Doing Logistic Regression With The scikit Library

Logistic regression (LR) is one of the most fundamental machine learning techniques. LR is designed do binary classification. A typical example is predicting if a person is male (class 0) or female (class 1) based on predictor variables like age, income, years of education, and so on.

When I do logistic regression, I usually code an implementation from scratch because it gives me full control, and allows me to include only what I need and nothing extra.

Besides implementing LR from scratch, there are many machine learning code libraries available. One of the most popular libraries is scikit-learn (or just scikit for short). It’s a Python library. Because I use the Anaconda distribution of Python, I already had scikit installed so I thought I’d explore LR using scikit.

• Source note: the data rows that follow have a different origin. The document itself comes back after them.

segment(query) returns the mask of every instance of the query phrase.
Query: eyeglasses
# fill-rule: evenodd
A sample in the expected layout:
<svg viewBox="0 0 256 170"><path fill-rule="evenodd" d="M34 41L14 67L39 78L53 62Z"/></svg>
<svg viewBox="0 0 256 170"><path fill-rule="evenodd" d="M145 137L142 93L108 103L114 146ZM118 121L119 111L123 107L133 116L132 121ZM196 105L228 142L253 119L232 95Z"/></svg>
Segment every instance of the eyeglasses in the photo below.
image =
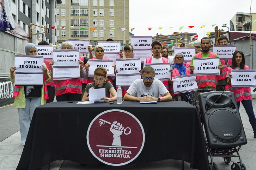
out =
<svg viewBox="0 0 256 170"><path fill-rule="evenodd" d="M144 79L145 80L147 80L148 79L149 79L150 80L152 80L154 79L154 77L143 77L143 76L142 76L142 78L143 78L143 79Z"/></svg>

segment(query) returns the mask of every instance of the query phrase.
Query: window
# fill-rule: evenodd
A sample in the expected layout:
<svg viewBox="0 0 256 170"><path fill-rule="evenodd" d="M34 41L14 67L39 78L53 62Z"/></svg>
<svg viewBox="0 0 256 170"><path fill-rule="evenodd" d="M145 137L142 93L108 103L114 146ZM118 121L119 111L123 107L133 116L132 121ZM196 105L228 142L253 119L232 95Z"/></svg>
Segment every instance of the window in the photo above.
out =
<svg viewBox="0 0 256 170"><path fill-rule="evenodd" d="M61 37L66 36L66 31L65 30L61 30Z"/></svg>
<svg viewBox="0 0 256 170"><path fill-rule="evenodd" d="M98 26L98 20L94 19L93 20L93 27L97 27Z"/></svg>
<svg viewBox="0 0 256 170"><path fill-rule="evenodd" d="M104 19L100 19L99 20L99 26L100 27L104 27Z"/></svg>
<svg viewBox="0 0 256 170"><path fill-rule="evenodd" d="M92 5L93 6L98 6L98 0L93 0Z"/></svg>
<svg viewBox="0 0 256 170"><path fill-rule="evenodd" d="M99 5L100 6L104 6L104 0L99 0Z"/></svg>
<svg viewBox="0 0 256 170"><path fill-rule="evenodd" d="M93 15L94 16L98 16L98 9L93 9Z"/></svg>
<svg viewBox="0 0 256 170"><path fill-rule="evenodd" d="M114 37L115 36L115 30L109 30L109 37Z"/></svg>
<svg viewBox="0 0 256 170"><path fill-rule="evenodd" d="M61 2L62 2L61 5L66 5L66 0L61 0Z"/></svg>
<svg viewBox="0 0 256 170"><path fill-rule="evenodd" d="M94 30L93 32L93 37L98 37L98 30Z"/></svg>
<svg viewBox="0 0 256 170"><path fill-rule="evenodd" d="M61 16L66 16L66 9L65 8L61 8Z"/></svg>
<svg viewBox="0 0 256 170"><path fill-rule="evenodd" d="M110 17L112 17L114 16L114 9L109 9L109 16Z"/></svg>
<svg viewBox="0 0 256 170"><path fill-rule="evenodd" d="M28 7L28 17L31 18L31 9L29 7Z"/></svg>
<svg viewBox="0 0 256 170"><path fill-rule="evenodd" d="M114 24L114 20L111 19L109 20L109 26L110 27L114 27L115 24Z"/></svg>
<svg viewBox="0 0 256 170"><path fill-rule="evenodd" d="M36 21L39 22L39 13L36 12Z"/></svg>
<svg viewBox="0 0 256 170"><path fill-rule="evenodd" d="M104 30L99 30L99 37L104 37Z"/></svg>
<svg viewBox="0 0 256 170"><path fill-rule="evenodd" d="M99 9L99 16L103 17L104 16L104 9Z"/></svg>
<svg viewBox="0 0 256 170"><path fill-rule="evenodd" d="M25 13L26 12L26 4L25 4L25 3L23 3L23 14L25 14Z"/></svg>
<svg viewBox="0 0 256 170"><path fill-rule="evenodd" d="M61 26L62 27L66 26L66 19L61 19Z"/></svg>

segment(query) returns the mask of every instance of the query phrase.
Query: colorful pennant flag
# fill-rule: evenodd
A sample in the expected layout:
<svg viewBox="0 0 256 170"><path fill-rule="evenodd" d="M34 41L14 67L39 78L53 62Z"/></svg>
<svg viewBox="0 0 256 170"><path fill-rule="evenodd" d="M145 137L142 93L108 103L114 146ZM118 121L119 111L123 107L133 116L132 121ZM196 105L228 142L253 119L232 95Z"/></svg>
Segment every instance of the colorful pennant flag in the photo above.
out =
<svg viewBox="0 0 256 170"><path fill-rule="evenodd" d="M206 33L206 35L207 35L207 37L209 37L209 36L210 36L210 35L211 34L211 31L209 31L209 32L207 32Z"/></svg>

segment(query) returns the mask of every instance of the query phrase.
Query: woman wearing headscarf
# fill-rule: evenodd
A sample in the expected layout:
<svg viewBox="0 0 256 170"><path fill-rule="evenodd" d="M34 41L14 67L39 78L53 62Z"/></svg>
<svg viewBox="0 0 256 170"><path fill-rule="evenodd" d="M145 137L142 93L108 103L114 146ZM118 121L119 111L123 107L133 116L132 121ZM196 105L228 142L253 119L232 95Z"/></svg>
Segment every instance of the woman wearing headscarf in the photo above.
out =
<svg viewBox="0 0 256 170"><path fill-rule="evenodd" d="M176 54L174 58L174 65L171 67L172 70L172 78L179 76L190 74L190 70L186 67L183 63L184 56L182 53L178 53ZM174 94L172 83L173 81L171 80L169 81L169 91L170 93L172 96L173 101L185 101L192 104L192 94L191 92L183 93L179 94Z"/></svg>
<svg viewBox="0 0 256 170"><path fill-rule="evenodd" d="M36 47L32 43L29 43L25 46L26 55L36 55ZM44 86L15 86L13 97L15 98L14 107L18 108L19 118L20 136L22 145L24 145L29 131L30 122L36 107L46 103L48 98L46 84L51 79L49 71L46 65L42 65L43 72ZM10 68L10 80L13 83L14 82L14 72L16 67Z"/></svg>

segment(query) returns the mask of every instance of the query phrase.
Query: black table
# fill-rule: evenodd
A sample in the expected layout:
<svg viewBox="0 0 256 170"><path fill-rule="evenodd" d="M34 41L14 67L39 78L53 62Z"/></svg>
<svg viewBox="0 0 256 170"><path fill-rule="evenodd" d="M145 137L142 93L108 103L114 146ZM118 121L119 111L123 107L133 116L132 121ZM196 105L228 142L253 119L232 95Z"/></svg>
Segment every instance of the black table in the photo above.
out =
<svg viewBox="0 0 256 170"><path fill-rule="evenodd" d="M184 102L122 104L51 102L38 107L32 119L16 169L36 170L56 160L98 163L89 151L86 134L92 120L111 109L132 113L145 132L143 149L131 164L164 159L182 160L191 168L208 169L205 140L195 107Z"/></svg>

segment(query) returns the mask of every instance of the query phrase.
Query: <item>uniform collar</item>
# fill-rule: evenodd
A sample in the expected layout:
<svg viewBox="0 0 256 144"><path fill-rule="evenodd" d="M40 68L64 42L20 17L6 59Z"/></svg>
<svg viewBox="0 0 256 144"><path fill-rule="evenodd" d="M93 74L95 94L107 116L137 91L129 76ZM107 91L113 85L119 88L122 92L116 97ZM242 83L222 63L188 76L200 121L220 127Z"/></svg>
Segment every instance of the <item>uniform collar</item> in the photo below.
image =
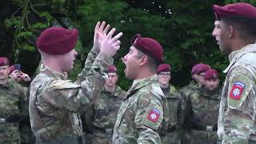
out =
<svg viewBox="0 0 256 144"><path fill-rule="evenodd" d="M50 70L50 67L41 64L40 70L39 70L40 74L45 74L48 75L49 77L54 78L54 79L61 79L61 80L66 80L67 79L67 74L65 74L65 73L58 73L57 71Z"/></svg>
<svg viewBox="0 0 256 144"><path fill-rule="evenodd" d="M233 51L229 55L230 65L226 68L223 73L227 73L230 67L244 54L248 53L255 53L256 52L256 45L249 44L243 48Z"/></svg>

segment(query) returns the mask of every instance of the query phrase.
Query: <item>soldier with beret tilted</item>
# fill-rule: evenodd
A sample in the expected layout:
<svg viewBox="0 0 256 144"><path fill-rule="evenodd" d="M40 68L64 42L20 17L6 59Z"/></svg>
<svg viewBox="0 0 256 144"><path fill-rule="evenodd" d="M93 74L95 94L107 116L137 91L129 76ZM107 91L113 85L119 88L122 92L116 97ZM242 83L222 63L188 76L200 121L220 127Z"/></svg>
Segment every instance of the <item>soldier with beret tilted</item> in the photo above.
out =
<svg viewBox="0 0 256 144"><path fill-rule="evenodd" d="M20 144L19 124L29 119L27 89L9 78L9 65L0 58L0 143Z"/></svg>
<svg viewBox="0 0 256 144"><path fill-rule="evenodd" d="M103 89L105 71L120 47L122 33L113 37L115 29L108 32L109 28L105 22L97 23L94 47L76 82L67 79L67 72L78 54L74 48L78 31L50 27L40 34L37 47L42 65L30 85L29 106L36 143L83 143L79 112Z"/></svg>
<svg viewBox="0 0 256 144"><path fill-rule="evenodd" d="M181 143L179 132L184 122L186 102L181 94L169 83L171 75L171 66L169 64L162 64L158 67L158 82L166 98L166 119L160 132L162 142L165 144Z"/></svg>
<svg viewBox="0 0 256 144"><path fill-rule="evenodd" d="M163 50L154 39L137 34L124 57L125 74L134 80L121 104L114 128L113 143L161 143L159 132L166 98L158 82L157 68Z"/></svg>
<svg viewBox="0 0 256 144"><path fill-rule="evenodd" d="M214 5L220 21L213 34L229 56L221 97L218 135L222 143L256 142L256 7L238 2Z"/></svg>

Here’s a graph of my demo data:

Notice that the data is not linearly separable, which means LR cannot make a good model. I did this on purpose to emphasize the point the LR is a simple technique that can’t handle complex non-linearly separable data. However, in realistic scenarios, you don’t know if data is linearly separable until after you run logistic regression.

My demo data has just two predictor variables only so I can graph it, but LR can handle any number of predictors. Notice that there are a total of 21 training items — 12 class 0 items (57%) and 9 class 1 items (43%). Therefore, just by always predicting class 0, you would get 57% accuracy on the test data. This is what happened, because the data is not linearly separable, not because scikit didn’t work well.

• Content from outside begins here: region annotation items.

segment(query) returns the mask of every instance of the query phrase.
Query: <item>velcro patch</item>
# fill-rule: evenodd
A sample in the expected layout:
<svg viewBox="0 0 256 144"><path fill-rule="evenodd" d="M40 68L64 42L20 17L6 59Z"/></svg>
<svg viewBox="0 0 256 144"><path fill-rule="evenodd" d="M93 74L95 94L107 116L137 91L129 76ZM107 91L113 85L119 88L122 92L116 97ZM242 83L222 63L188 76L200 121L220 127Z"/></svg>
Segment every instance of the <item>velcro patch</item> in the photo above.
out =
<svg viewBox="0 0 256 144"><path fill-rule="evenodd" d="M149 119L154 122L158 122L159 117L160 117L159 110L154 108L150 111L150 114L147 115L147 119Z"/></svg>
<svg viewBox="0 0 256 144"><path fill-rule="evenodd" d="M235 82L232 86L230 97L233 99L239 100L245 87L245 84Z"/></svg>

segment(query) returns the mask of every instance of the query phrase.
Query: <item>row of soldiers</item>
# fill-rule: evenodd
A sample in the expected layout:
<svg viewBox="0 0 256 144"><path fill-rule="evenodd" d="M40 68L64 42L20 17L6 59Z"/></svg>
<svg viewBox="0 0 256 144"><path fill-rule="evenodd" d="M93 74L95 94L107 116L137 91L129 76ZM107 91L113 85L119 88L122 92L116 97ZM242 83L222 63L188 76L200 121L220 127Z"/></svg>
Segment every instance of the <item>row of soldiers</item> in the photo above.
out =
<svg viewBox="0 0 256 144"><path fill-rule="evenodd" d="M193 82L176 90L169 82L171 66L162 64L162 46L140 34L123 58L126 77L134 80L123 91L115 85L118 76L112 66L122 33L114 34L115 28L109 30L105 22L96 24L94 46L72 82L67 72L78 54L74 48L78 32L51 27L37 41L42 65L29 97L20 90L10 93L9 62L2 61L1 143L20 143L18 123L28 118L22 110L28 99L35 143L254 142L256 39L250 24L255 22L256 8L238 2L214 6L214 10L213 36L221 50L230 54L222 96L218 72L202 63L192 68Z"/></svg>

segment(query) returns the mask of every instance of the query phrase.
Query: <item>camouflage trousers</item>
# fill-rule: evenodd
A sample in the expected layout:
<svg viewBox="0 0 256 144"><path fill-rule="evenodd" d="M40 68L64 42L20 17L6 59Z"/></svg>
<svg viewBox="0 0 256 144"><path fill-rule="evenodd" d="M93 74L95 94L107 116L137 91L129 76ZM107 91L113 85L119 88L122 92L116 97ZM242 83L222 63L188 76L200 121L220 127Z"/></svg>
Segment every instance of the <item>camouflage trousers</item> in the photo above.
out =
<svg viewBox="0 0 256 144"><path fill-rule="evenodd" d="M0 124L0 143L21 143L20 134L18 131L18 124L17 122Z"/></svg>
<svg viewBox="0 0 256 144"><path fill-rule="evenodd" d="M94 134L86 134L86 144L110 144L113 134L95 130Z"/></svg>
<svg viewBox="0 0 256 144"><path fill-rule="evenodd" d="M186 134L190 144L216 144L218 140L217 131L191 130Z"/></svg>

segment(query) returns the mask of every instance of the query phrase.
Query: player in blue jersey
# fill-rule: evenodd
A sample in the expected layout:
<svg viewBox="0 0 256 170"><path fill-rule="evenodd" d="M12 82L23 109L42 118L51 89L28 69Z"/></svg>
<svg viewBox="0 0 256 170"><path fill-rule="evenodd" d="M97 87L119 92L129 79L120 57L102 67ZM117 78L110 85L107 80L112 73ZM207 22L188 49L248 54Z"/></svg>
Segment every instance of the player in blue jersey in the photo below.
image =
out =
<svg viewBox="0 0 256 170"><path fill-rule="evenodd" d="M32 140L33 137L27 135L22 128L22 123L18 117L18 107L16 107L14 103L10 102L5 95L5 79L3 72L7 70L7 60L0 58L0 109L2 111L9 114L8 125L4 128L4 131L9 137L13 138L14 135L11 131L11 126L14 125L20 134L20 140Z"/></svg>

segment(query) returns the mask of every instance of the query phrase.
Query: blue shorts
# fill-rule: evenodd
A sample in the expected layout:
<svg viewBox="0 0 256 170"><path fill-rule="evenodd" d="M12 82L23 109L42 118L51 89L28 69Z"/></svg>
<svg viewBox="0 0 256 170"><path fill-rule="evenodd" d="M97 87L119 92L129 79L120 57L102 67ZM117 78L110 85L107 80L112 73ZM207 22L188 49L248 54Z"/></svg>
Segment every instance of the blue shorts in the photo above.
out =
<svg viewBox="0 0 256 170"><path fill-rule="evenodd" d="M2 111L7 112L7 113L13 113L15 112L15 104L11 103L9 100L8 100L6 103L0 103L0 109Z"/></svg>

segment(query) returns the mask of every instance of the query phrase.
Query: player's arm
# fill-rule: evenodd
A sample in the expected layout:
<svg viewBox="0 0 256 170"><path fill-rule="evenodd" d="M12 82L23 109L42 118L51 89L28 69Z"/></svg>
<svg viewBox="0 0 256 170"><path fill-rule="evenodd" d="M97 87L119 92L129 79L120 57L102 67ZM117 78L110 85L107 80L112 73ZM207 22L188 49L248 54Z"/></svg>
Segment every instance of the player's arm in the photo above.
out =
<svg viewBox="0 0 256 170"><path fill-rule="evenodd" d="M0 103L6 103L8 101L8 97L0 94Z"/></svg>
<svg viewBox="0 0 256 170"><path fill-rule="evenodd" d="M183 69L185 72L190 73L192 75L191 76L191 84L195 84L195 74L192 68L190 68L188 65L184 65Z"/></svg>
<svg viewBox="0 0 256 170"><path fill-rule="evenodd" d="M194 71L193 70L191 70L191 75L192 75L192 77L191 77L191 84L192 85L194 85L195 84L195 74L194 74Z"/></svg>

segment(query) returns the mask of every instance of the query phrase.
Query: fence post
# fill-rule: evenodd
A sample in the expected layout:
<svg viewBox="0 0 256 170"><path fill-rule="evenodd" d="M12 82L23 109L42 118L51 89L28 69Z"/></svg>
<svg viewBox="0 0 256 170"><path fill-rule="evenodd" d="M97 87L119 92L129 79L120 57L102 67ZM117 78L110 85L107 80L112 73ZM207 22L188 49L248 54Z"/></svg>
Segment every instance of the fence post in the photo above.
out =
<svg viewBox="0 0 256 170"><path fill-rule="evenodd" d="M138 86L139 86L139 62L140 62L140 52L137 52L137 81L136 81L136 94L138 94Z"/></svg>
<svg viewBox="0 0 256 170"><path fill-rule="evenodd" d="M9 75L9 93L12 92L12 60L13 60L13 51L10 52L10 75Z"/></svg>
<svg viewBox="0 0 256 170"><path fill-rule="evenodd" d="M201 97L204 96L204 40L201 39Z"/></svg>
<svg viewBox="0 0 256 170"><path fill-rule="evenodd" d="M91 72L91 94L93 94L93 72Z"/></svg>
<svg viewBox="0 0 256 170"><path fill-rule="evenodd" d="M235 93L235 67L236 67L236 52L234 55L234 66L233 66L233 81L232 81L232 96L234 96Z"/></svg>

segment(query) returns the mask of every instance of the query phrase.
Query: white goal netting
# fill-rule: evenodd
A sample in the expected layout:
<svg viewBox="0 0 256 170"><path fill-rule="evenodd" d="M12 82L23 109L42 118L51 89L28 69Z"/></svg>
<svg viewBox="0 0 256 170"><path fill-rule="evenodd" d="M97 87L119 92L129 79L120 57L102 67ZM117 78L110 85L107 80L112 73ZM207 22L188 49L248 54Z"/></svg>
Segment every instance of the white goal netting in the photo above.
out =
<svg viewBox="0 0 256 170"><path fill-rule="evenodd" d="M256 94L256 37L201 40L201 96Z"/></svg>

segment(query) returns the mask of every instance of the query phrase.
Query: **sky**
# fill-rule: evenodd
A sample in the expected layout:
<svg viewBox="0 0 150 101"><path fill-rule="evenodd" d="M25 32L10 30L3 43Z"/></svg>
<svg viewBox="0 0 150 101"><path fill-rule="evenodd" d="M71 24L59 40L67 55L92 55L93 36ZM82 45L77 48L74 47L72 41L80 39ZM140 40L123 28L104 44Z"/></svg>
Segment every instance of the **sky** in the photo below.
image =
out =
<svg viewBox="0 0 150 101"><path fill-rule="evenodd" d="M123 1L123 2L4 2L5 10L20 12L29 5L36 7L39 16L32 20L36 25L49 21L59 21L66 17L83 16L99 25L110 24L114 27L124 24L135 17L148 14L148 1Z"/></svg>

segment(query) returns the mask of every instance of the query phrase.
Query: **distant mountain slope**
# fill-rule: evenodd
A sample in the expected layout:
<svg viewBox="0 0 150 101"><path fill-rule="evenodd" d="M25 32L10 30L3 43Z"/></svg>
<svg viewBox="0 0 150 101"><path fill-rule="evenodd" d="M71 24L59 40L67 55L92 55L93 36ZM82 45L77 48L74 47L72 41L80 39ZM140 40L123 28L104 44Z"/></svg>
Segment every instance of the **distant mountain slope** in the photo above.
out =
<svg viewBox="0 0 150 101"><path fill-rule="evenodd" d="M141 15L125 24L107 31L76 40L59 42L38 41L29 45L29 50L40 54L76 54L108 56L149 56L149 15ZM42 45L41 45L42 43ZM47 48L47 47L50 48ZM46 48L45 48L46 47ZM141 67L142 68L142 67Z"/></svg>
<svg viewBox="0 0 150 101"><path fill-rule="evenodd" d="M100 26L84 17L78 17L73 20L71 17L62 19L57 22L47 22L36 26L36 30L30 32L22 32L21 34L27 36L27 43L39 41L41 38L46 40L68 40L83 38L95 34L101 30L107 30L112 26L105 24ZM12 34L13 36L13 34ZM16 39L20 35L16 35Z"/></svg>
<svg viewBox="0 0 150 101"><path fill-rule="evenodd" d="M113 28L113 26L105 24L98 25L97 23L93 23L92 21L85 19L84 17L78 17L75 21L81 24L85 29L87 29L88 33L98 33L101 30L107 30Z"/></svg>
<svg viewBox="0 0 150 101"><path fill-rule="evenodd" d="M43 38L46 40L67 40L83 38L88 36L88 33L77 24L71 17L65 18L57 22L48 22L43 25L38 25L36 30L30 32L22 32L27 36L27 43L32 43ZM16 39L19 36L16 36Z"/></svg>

Good fun. My demo program code is listed below.


# lr_skl_demo.py
# logistic regression with scikit demo

import numpy as np
from sklearn.linear_model import LogisticRegression

train_X = np.array([
[0.2, 0.3], [0.1, 0.5], [0.2, 0.7], 
[0.3, 0.2], [0.3, 0.8], [0.4, 0.2], 
[0.4, 0.8], [0.5, 0.2], [0.5, 0.8], 
[0.6, 0.3], [0.7, 0.5], [0.6, 0.7], 
[0.3, 0.4], [0.3, 0.5], [0.3, 0.6], 
[0.4, 0.4], [0.4, 0.5], [0.4, 0.6], 
[0.5, 0.4], [0.5, 0.5], [0.5, 0.6]])

train_y = np.array([0,0,0, 0,0,0, 0,0,0, 0,0,0,
 1,1,1, 1,1,1, 1,1,1])

print("\nTraining data:")
print(train_X)
print("")
print(train_y)

print("\nTraining logistic regression model")
model = LogisticRegression(random_state=0).fit(train_X, train_y)

acc = model.score(train_X, train_y)
print("\nAccuracy of trained model = ")
print(acc)

pred = model.predict_proba(train_X[0:1, :]) # row 0, all cols
print("\nPrediction probs for first item:")
print(pred)

# unk = np.array([[0.15, 0.45]])
# pred = model.predict_proba(unk)
# print("\nPrediction probs for new (0.15, 0.45):")
# print(pred)

print("\nModel weights and bias:")
print(model.coef_)
print(model.intercept_)

# z = (model.coef_[0} * 0.2) + (model.coef_[1} * 0.3) +
#   model.intercept_
# p = 1.0 / (1.0 + np.exp(-z))
# print(p)  # prob (0.2, 0.3) item is class 1

print("\nEnd LR demo \n")

Three images from an Internet search for “scratch” I have no idea why these pictures came up but they’re interesting. I think the middle one is actress Angelia Jolie from the movie “Maleficent” (2014). I can’t be sure if the image on the left is a real person or a mannequin. I’m pretty sure the guy on the right is not a software engineer. Thank you Internet.